The tedious days passed monotonous and alike.
For the first time in her life she submitted to ennui without revolt; and if in the dewy silent evenings of the early summer she went down to the steps which overlooked the lake, and leaned there, and drew in the breath of the mountain air with a new invigorating sense of freedom from a burden which had for ever galled her, though she had borne it so lightly, no one was offended by that exhilaration, for no one was witness of it; even as no one, either, ever knew how in such evening musings as these an angry cloud would come upon her face and an impatient regret stir at her heart as she thought—why had not Othmar had patience?
She remembered him with a restless and unwilling tenderness.

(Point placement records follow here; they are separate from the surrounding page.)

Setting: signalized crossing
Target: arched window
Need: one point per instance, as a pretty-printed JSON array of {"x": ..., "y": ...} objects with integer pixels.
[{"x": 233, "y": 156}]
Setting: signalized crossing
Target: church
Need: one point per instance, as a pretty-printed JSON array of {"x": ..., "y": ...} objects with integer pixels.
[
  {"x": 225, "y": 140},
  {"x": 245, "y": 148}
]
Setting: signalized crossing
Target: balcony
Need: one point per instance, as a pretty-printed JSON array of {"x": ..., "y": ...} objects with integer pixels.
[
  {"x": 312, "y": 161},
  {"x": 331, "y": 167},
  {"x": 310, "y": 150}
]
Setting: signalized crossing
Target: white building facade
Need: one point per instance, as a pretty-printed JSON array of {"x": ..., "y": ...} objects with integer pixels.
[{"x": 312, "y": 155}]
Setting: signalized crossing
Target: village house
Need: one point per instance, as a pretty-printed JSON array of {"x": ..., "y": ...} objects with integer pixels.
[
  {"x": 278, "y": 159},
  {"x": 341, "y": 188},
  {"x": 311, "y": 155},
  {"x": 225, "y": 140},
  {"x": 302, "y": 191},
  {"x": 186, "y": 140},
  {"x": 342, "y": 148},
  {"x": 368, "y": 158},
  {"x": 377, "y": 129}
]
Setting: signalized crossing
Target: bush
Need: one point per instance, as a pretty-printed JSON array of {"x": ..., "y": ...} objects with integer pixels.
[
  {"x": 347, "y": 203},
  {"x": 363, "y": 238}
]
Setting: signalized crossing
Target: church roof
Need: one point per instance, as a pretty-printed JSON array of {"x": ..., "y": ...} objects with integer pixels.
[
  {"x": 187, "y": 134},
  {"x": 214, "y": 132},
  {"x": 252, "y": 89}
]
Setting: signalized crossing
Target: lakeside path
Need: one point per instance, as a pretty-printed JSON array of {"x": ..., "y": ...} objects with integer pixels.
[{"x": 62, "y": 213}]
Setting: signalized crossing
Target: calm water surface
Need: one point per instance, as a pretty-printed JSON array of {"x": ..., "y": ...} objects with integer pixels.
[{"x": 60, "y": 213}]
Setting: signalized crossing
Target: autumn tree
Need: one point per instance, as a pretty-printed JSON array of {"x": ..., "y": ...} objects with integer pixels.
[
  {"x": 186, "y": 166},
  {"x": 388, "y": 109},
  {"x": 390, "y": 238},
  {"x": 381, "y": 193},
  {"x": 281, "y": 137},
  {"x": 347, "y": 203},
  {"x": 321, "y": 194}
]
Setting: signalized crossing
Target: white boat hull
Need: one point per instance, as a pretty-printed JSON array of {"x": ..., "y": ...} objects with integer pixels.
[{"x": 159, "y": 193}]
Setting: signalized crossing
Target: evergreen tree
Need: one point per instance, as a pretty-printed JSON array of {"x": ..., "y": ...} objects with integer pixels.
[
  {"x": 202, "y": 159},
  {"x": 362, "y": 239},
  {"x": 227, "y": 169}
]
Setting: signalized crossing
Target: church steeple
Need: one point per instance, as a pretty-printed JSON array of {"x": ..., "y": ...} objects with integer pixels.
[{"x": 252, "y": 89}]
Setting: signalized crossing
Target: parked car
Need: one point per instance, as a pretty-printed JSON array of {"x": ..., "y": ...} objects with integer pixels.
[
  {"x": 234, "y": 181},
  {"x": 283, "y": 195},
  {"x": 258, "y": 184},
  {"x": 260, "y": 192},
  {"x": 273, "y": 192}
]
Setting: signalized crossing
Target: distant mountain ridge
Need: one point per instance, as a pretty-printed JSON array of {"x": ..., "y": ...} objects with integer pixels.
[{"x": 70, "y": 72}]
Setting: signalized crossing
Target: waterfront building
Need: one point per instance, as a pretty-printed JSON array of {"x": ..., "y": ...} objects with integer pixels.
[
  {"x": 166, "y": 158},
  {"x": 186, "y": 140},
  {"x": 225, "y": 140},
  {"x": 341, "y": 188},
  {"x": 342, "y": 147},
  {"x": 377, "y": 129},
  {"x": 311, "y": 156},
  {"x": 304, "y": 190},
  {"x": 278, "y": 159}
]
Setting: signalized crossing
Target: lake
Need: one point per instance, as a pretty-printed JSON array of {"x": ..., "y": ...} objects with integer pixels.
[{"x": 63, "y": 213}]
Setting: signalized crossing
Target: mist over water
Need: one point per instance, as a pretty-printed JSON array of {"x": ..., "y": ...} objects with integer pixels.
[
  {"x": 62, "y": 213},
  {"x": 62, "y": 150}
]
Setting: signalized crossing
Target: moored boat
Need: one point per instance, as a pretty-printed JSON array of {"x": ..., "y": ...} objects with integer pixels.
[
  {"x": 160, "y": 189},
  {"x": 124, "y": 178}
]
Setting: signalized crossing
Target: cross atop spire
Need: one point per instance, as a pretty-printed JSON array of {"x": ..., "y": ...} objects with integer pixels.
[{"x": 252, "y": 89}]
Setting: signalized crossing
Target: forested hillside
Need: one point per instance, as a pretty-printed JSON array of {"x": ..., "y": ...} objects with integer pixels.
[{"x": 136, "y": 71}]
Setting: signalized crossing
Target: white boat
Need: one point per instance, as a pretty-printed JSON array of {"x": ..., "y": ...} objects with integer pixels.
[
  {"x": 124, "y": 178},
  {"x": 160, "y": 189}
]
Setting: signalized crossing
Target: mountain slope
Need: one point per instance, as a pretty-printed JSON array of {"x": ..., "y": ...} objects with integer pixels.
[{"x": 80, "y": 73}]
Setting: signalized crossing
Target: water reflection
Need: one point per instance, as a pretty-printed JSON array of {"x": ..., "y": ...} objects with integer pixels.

The knowledge of how his name had escaped her to Ezarhédine was constantly present to her mind, and the recollection fretted and irritated her with all the mortification of a strong pride indignant at its own self-betrayal. Ezarhédine would, no doubt, relate the story of her momentary weakness to her friends and his. She had no belief in the discretion of men; they had their views and principles of honour, no doubt, but she had never known these remain superior to the impulses of their indiscretion or their inquisitiveness; they were always talkative as gossips round a market fountain, curious as children before a case of unpacked toys.